A first generation immigrant from Ireland, Butler came to America originally as a British officer. Remaining an officer in the British army as late as 1772, Butler was charged with keeping the growing colonial resistance in check, even with his unit firing shots in the infamous Boston Massacre which intensified the confrontation between British and Colonial troops. By 1779, Butler was an officer for the rebels, and was confronted by a price on his head for treason by his former British comrades. Butler held ownership of over 500 African slaves who toiled on both of his plantations located on Butler Island and St Simon's Island, and he spoke for reconciliation with the loyalists that he had worked so hard previously to defeat.
Butler exhibited an almost contradictory view of nationalism throughout his career which clashed with his loyalties first to the British Army, and then with the Continental Militia, in both of which he held officer ranks. He firmly maintained throughout his career that a strong government centrally located was the mandatory expression of a strong political and economic state.
Although labeled by his confederates as an enigma and "eccentric" due to his sometimes-divided loyalties, Butler followed a steady road to produce liberty and basic civil rights for those he considered to be equal citizens. He focused primarily on the role of the "common man" in politics and saw the big picture far more clearly than some of his other close patriot allies.
Butler maintained both a strong nationalist yet state-centric political platform which confused his fellow delegates, similarly to how his other contradictory ideas would follow him for the entirety of his political career. He served three terms in the Senate, but he often changed his political alliances, usually abruptly. Starting out as a Federalist, he switched to the Jeffersonian party in 1795, and then abruptly became an independent candidate 9 years later. Although the voters continued to re-elect him at the state level, they rejected his bids for higher public office repeatedly.

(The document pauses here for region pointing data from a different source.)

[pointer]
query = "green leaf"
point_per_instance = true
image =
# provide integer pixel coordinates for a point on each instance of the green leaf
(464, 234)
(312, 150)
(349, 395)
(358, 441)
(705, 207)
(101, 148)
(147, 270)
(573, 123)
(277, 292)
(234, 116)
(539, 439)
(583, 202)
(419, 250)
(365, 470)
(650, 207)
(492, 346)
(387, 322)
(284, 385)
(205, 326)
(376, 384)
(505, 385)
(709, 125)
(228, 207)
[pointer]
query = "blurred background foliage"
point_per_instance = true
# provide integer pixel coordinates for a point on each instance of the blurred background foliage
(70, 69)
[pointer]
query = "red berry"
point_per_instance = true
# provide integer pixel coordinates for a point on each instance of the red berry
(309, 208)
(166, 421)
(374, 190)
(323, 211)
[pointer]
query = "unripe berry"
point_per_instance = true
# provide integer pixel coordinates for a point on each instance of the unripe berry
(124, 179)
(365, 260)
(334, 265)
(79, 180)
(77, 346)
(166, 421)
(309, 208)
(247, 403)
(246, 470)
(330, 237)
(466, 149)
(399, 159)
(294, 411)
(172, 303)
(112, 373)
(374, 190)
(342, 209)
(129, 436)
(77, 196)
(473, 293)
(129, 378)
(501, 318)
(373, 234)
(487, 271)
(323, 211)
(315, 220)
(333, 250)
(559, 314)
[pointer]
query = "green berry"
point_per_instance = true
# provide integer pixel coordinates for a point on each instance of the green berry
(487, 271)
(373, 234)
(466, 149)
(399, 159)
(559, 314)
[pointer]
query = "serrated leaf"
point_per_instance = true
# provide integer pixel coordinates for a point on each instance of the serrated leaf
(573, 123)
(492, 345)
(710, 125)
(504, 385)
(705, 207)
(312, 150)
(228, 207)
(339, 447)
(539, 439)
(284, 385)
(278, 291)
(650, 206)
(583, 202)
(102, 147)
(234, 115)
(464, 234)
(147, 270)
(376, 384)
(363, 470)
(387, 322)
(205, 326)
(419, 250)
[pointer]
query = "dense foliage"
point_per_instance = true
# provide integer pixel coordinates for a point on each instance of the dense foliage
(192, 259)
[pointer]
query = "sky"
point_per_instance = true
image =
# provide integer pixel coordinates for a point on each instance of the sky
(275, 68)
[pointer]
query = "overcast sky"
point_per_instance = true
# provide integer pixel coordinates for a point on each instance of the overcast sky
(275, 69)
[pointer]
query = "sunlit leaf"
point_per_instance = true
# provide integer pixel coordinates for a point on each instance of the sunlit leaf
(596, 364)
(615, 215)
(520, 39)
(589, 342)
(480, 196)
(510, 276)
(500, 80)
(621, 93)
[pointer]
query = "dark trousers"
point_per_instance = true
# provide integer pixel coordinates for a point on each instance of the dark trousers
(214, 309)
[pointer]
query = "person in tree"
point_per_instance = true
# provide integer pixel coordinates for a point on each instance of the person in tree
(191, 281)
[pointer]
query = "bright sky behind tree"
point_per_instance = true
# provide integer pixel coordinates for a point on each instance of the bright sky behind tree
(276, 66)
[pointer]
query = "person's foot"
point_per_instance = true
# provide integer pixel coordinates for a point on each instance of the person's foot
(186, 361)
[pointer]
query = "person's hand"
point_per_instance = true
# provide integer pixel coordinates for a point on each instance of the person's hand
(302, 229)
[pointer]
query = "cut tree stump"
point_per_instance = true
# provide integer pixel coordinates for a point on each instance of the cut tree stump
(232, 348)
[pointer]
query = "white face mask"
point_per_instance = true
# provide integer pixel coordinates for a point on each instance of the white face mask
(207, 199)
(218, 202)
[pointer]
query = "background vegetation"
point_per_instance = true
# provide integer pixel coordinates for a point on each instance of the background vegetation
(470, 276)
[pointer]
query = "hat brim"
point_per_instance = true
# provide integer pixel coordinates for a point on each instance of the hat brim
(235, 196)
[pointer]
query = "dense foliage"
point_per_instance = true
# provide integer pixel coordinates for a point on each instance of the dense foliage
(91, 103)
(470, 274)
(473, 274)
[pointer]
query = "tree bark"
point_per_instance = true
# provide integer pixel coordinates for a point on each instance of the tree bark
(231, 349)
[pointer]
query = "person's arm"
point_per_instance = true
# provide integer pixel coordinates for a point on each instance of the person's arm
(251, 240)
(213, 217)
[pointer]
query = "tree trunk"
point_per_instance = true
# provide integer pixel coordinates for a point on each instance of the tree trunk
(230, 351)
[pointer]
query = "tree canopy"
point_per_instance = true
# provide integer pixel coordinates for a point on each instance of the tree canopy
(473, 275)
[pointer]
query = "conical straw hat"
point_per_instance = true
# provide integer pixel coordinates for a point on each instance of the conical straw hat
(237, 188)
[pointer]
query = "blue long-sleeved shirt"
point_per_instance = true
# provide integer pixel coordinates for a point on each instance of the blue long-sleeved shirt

Retiring from political life in 1805, Butler spent the large majority of his time in Philadelphia where his summer home was located. Holding large land grants in multiple states, Butler became one of the wealthiest men in early US history, and continually supported slavery in the newly-formed United States. Keeping with his position of contradiction, however, he still defended the rights of the poor common man, all while maintaining slavery's importance for economic and political reasons.
Pierce Butler died on February 15, 1822 and is buried with much of his family and descendants at Christ Church Philadelphia with many of his descendants.